Abla czakała prawie dwa lata, ale w końcu los się do niej uśmiechnął i ma już własny domek! Oto historia Abli…

Gdy do nas trafiła, ledwo żyła. Kupka żółto-białego futerka, ogonek i tył ciała wyliniały i poodparzany, stado kleszczy i pcheł żerujących na sterczących kosteczkach, w pyszczku stan zapalny, brzuszek wzdęty, oczy wielkie, przerażone… Czego ta Abla nie miała? Nie byliśmy pewni, czy uda się nam ją odratować. Koty w tak złym stanie trafiają do nas niezwykle rzadko.
Jednak Abla była bardzo dzielna. Gdy zaczęliśmy ją leczyć, powolutku odzyskiwała kształt zwykłego kotka. Z tygodnia na tydzień widzieliśmy zmiany nie tylko w wyglądzie, ale też w zachowaniu.

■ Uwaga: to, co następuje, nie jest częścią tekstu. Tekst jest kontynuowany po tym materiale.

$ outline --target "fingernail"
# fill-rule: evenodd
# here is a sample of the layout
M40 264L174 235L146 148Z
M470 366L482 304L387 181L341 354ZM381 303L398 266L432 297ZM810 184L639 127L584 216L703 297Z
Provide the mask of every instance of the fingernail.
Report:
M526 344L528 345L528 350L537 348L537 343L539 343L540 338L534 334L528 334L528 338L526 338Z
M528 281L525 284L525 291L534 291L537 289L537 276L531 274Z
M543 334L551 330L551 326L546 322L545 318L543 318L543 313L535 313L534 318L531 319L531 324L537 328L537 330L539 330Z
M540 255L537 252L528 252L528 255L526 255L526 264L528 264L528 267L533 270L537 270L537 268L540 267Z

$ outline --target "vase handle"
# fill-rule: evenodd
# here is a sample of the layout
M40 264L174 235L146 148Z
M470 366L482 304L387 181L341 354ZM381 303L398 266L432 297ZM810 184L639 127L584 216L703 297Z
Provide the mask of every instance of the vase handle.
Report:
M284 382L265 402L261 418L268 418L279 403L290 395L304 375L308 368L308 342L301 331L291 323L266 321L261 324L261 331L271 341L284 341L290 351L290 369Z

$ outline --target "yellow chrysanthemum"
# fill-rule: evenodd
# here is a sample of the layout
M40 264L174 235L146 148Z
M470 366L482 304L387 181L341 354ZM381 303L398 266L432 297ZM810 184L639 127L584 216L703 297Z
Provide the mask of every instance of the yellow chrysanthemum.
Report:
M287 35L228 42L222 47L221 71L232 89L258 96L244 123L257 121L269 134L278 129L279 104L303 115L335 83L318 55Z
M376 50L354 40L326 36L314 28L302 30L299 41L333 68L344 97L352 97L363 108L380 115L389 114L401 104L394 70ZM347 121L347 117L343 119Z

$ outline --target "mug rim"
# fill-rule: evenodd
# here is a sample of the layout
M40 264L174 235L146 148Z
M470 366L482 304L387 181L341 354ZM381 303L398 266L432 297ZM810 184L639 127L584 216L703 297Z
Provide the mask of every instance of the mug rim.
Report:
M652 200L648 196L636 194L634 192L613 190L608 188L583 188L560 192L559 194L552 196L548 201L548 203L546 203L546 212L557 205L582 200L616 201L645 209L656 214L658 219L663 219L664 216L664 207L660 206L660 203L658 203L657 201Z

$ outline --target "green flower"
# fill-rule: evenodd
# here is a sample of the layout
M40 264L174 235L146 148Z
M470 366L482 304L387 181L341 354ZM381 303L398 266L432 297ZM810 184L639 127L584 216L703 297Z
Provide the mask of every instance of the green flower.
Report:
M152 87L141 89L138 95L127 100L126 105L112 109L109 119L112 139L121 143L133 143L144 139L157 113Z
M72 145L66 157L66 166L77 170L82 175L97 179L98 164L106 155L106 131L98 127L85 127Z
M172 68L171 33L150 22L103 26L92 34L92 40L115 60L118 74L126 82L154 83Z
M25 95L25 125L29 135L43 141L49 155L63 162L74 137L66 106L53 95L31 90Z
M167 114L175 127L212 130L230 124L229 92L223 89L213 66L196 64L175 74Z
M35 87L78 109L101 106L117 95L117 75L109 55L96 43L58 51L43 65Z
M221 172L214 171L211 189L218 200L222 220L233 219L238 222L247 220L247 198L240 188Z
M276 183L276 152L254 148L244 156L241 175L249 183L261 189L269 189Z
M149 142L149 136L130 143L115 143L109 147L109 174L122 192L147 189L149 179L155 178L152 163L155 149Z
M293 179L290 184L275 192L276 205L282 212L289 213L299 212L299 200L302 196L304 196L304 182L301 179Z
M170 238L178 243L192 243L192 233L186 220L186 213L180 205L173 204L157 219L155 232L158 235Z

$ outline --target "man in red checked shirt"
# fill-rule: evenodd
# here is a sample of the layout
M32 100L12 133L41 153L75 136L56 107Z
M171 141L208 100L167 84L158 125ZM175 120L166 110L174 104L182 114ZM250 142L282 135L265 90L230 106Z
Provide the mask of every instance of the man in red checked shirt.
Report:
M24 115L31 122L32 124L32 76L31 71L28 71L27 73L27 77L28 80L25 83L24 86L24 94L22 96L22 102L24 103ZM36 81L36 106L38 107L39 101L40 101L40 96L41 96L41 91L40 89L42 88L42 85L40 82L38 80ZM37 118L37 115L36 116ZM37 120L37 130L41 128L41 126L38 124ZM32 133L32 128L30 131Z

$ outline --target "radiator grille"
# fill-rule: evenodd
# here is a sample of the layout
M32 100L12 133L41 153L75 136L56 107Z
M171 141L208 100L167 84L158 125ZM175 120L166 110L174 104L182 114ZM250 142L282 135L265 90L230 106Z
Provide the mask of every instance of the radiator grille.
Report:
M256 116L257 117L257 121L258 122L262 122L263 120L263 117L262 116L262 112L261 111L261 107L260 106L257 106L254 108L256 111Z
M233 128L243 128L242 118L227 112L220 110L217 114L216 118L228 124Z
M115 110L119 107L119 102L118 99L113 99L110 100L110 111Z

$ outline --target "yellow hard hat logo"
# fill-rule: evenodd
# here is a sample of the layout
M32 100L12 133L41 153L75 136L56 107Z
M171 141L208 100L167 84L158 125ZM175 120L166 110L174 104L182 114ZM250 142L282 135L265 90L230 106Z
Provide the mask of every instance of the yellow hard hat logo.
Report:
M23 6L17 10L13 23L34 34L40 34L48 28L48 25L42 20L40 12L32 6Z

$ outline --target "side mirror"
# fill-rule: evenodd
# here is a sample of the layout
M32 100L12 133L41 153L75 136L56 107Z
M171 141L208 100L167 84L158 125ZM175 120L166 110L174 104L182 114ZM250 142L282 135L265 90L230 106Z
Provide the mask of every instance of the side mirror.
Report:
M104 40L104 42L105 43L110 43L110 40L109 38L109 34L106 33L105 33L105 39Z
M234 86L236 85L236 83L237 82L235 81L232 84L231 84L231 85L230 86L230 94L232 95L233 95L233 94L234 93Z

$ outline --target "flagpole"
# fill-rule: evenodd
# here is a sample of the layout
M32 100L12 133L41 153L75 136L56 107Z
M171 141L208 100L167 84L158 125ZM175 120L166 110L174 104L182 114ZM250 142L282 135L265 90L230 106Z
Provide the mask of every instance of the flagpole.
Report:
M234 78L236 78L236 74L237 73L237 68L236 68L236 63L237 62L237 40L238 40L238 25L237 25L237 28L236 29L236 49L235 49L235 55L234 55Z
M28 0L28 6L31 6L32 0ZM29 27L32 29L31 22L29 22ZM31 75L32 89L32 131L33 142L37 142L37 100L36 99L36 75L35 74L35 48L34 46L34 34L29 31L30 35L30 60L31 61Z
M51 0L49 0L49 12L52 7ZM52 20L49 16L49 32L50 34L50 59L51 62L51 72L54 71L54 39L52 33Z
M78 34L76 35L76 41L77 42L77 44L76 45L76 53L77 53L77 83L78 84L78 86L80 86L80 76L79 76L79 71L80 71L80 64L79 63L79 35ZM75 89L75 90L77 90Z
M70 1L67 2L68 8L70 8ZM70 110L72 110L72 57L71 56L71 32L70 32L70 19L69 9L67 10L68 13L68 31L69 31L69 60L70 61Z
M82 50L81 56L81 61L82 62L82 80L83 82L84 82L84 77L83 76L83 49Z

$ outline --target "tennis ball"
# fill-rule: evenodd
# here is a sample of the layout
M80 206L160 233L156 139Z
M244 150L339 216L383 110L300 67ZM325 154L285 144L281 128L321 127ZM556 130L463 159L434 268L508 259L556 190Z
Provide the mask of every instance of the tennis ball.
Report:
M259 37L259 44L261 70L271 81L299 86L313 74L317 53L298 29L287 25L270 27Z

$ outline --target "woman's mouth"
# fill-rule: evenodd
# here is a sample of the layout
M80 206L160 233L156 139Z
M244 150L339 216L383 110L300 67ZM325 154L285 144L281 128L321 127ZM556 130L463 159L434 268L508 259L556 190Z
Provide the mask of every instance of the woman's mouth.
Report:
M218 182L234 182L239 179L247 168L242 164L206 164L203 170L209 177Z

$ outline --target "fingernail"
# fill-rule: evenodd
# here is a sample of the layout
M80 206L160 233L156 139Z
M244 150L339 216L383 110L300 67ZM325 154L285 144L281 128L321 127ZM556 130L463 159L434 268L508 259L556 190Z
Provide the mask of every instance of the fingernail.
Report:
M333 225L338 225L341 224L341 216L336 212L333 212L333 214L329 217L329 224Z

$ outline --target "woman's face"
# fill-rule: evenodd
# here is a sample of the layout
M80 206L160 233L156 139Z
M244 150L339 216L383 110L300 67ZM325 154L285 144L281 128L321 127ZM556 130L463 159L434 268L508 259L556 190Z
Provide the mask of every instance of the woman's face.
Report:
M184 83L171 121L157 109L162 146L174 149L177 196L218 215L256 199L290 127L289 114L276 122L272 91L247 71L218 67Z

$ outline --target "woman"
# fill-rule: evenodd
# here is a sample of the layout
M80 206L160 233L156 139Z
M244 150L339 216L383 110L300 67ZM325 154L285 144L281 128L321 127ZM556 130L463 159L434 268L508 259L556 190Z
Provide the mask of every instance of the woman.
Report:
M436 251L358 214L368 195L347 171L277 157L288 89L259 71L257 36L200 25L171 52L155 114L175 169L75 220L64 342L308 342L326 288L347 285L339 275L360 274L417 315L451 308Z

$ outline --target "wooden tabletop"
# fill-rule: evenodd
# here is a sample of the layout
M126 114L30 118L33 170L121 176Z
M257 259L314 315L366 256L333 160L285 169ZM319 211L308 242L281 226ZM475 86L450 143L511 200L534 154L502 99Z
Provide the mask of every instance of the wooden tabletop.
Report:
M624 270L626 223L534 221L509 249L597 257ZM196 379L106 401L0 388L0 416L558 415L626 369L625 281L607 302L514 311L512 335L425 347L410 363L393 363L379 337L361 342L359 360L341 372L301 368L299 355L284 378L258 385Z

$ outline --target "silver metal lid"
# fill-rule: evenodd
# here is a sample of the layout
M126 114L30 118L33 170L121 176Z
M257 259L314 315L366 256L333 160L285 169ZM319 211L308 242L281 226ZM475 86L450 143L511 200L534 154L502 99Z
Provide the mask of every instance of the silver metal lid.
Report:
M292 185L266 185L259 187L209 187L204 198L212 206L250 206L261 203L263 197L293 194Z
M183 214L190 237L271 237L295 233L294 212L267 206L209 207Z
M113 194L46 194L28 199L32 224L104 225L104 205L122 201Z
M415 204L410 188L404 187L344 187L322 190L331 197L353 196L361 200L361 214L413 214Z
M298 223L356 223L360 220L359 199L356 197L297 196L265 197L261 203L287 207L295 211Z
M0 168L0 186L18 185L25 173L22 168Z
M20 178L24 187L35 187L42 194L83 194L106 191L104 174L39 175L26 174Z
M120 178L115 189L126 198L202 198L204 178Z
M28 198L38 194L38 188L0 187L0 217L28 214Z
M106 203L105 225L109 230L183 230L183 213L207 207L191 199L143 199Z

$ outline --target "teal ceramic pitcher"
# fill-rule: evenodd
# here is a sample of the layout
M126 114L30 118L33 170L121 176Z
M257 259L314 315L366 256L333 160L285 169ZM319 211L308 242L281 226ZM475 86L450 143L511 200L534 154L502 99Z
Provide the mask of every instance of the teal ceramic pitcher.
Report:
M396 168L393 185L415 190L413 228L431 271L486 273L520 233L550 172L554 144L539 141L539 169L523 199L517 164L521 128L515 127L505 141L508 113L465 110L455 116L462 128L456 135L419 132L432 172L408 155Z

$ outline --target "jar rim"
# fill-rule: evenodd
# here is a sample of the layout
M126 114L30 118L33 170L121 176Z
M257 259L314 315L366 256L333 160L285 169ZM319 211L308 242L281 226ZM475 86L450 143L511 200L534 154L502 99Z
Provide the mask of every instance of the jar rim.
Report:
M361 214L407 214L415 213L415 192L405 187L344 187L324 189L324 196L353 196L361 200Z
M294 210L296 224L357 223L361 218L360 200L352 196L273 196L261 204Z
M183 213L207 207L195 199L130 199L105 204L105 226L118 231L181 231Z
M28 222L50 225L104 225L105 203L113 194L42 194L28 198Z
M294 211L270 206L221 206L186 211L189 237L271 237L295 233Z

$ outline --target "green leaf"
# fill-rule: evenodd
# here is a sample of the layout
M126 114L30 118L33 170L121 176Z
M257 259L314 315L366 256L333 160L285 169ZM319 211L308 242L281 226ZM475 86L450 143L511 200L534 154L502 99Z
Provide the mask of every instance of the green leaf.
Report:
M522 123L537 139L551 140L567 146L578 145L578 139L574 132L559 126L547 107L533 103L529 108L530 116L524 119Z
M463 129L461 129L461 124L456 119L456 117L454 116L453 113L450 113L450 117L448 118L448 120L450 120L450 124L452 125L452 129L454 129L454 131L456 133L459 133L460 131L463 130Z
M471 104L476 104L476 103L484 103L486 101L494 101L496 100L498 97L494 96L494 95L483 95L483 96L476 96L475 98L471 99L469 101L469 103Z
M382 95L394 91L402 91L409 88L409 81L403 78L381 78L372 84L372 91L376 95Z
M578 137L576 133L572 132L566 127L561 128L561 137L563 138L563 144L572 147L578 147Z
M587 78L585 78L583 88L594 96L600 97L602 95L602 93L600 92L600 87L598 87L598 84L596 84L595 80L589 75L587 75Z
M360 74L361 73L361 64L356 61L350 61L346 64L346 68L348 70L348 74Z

Ablutka okazała się piękną, biało-czarną kicią, o spokojnym i łagodnym usposobieniu. Koteczka pięknie mruczy podczas głaskania, łepkiem napiera na rękę, na plecki się przekręca, wystawiając brzucholek. Inne koty zupełnie jej nie przeszkadzają, pozwala im na bardzo dużo, nie przejawiając przy tym najmniejszego zniecierpliwienia. Co najwyżej – zmienia miejsce pobytu.
Koteczka jest jeszcze troszkę płocha, preferuje osoby spokojne i ruchy powolne, jednak to pewnie kwestia czasu i kilku lekcji z zaufania do człowieka. Podejrzewamy, że tam w środku, pod wystraszoną skorupką, mieszka młoda, radosna kicia, która bardzo chciałaby się już odprężyć, poganiać za piłeczką i poocierać o ludzkie nogi… Tak po oczach widzimy 😉 i cierpliwie czekamy na jej dalszą przemianę.
Abla urodziła się około 2018 roku. Jest wykastrowana i zaszczepiona. Testy na FIV/FeLV ma ujemne.